ERINNERN AN DIE SCHOAH

„Die Jungen haben die Verpflichtung für die Zukunft, dass so etwas nie wieder geschieht“

Grobes Kopfsteinpflaster ist auf den Wegen zum Güterbahnhof Grunewald verlegt. Die Gleise sind tot, rosten vor sich hin. Ein leer stehender Güterschuppen zeigt Spuren des Zerfalls. Junge Birken erobern das Gelände, wo am Freitag vor 72 Jahren der erste Todeszug mit Berliner Juden in den Osten startete. 1.089 Kinder, Frauen und Männer weisen die Transportlisten der Gestapo für den 18. Oktober 1941 aus. Sie wurden in das Ghetto Lodz deportiert, von den Nazis Litzmannstadt genannt. Nur die wenigsten von ihnen haben überlebt. Mehr als 60 weitere Züge sollten in den Monaten und Jahren danach folgen, über 54.000 jüdische Berliner wurden so von der Reichsbahn in den Tod geschickt.
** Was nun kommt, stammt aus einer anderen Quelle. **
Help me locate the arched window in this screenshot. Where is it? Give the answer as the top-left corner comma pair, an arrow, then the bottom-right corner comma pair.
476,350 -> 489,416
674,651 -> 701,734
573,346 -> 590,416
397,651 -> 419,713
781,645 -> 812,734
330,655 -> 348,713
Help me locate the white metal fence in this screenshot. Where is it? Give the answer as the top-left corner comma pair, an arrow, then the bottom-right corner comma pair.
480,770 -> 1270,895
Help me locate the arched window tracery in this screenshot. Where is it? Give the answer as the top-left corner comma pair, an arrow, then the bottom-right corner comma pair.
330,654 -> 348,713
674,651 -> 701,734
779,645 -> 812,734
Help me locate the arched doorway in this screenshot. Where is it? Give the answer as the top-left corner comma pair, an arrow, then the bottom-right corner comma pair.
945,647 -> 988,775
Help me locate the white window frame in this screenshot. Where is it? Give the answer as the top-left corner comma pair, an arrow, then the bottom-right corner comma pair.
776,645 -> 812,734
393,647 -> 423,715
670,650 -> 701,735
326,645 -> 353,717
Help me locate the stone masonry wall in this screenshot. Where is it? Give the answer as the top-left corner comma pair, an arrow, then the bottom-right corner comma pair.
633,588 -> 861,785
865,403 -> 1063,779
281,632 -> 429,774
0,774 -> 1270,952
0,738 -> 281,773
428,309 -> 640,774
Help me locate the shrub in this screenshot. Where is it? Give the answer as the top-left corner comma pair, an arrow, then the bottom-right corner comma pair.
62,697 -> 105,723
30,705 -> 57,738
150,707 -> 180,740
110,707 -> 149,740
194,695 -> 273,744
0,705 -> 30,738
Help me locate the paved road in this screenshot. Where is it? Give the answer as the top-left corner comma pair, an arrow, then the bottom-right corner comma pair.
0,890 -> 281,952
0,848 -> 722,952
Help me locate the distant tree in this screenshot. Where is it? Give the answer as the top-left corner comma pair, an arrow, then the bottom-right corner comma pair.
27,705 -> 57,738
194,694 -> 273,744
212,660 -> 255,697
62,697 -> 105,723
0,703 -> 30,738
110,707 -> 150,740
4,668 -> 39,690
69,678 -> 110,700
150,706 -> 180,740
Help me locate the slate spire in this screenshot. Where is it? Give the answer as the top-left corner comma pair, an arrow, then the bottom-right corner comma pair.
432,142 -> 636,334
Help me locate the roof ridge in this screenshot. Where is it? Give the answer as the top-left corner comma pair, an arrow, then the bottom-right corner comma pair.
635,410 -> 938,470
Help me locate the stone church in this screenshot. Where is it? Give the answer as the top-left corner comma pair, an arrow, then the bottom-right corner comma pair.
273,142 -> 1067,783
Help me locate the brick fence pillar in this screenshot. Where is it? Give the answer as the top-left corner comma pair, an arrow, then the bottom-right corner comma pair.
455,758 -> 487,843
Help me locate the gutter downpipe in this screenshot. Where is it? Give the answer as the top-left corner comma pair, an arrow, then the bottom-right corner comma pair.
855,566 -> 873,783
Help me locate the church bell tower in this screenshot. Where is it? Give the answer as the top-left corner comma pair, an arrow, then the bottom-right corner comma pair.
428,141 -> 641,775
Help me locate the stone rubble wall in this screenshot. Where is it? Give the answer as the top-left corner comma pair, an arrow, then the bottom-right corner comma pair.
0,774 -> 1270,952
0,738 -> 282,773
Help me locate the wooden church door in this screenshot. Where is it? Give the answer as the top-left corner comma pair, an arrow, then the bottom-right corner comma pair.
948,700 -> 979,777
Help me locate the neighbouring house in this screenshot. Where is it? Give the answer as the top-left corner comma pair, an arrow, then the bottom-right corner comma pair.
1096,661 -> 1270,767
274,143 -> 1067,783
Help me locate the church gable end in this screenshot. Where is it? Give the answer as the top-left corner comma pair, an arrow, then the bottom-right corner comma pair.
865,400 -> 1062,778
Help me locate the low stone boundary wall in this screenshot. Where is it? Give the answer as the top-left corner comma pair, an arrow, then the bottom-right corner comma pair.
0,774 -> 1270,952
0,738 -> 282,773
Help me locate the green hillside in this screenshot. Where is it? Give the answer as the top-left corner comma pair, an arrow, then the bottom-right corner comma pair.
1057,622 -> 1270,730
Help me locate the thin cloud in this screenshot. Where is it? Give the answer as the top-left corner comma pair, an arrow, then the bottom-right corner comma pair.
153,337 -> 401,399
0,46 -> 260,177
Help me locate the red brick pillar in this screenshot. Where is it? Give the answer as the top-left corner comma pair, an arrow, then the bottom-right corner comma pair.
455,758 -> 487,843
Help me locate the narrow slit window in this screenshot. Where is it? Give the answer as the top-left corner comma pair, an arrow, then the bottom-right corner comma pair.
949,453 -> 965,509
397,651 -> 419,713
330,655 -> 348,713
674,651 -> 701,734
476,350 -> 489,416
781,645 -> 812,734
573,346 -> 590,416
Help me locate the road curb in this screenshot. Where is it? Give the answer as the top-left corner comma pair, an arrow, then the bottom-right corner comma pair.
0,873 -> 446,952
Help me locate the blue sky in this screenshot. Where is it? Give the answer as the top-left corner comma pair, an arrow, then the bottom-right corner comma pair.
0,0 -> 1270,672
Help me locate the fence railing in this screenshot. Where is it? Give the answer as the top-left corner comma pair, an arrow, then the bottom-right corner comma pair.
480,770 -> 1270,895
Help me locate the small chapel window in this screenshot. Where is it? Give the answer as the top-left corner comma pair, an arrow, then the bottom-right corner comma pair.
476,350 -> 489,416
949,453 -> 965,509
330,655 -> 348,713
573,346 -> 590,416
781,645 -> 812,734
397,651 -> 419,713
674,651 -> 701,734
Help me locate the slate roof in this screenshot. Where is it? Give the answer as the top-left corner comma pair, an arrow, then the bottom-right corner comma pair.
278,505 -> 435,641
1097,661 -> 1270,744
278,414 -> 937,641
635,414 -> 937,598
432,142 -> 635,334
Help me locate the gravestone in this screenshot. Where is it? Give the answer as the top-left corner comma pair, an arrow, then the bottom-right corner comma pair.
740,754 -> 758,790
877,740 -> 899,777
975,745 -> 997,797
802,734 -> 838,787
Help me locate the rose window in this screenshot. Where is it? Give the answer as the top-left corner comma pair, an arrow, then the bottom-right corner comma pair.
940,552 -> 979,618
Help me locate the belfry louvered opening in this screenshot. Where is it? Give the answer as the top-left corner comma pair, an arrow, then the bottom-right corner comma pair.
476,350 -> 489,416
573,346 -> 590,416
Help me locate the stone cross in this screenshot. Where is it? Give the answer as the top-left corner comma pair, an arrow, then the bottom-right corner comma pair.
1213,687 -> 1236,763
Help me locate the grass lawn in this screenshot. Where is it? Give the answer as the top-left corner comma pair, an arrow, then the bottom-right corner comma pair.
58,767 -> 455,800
An diesem Freitag sind einige hundert Menschen gekommen, um dieser ersten Deportation und der Verschleppten und Ermordeten zu gedenken. Sie legen weiße Rosen am Denkmal „Gleis 17“ ab, wo auf Metallrosten, die in das Schotterbett eingelassen sind, mit Namen und Inschriften an jeden einzelnen Zug und seine Insassen erinnert wird.

Walter Frankenstein hat überlebt. Der 89-Jährige erinnert sich in seiner Rede an die Tage vor dem 18. Oktober 1941. Sein Cousin Fritz Hirschfeld hatte den Bescheid erhalten, dass er sich bei der Sammelstelle zu melden habe. Im Kreis der Verwandten sei diskutiert worden, ob er vielleicht zwei Mäntel übereinander anziehen sollte. Was in den kleinen Koffer gepackt werden könnte. Niemand habe gewusst, was die Deportation bedeute und wohin der Zug ging. Doch dass es furchtbar werden würde, darüber machte sich die Familie damals keine Illusionen.

Frankenstein und seine spätere Frau Leonie zogen daraus den Schluss: „Das lassen wir uns nicht gefallen!“ Die vierköpfige Familie – zwei Kinder wurden 1943 und 1944 geboren – überlebte im Versteck, gejagt von der Gestapo, dank der Hilfe nichtjüdischer Bekannter und Unbekannter. „Man kann nicht alle Deutschen verurteilen“, sagt Walter Frankenstein 72 Jahre später an der Grunewald-Rampe.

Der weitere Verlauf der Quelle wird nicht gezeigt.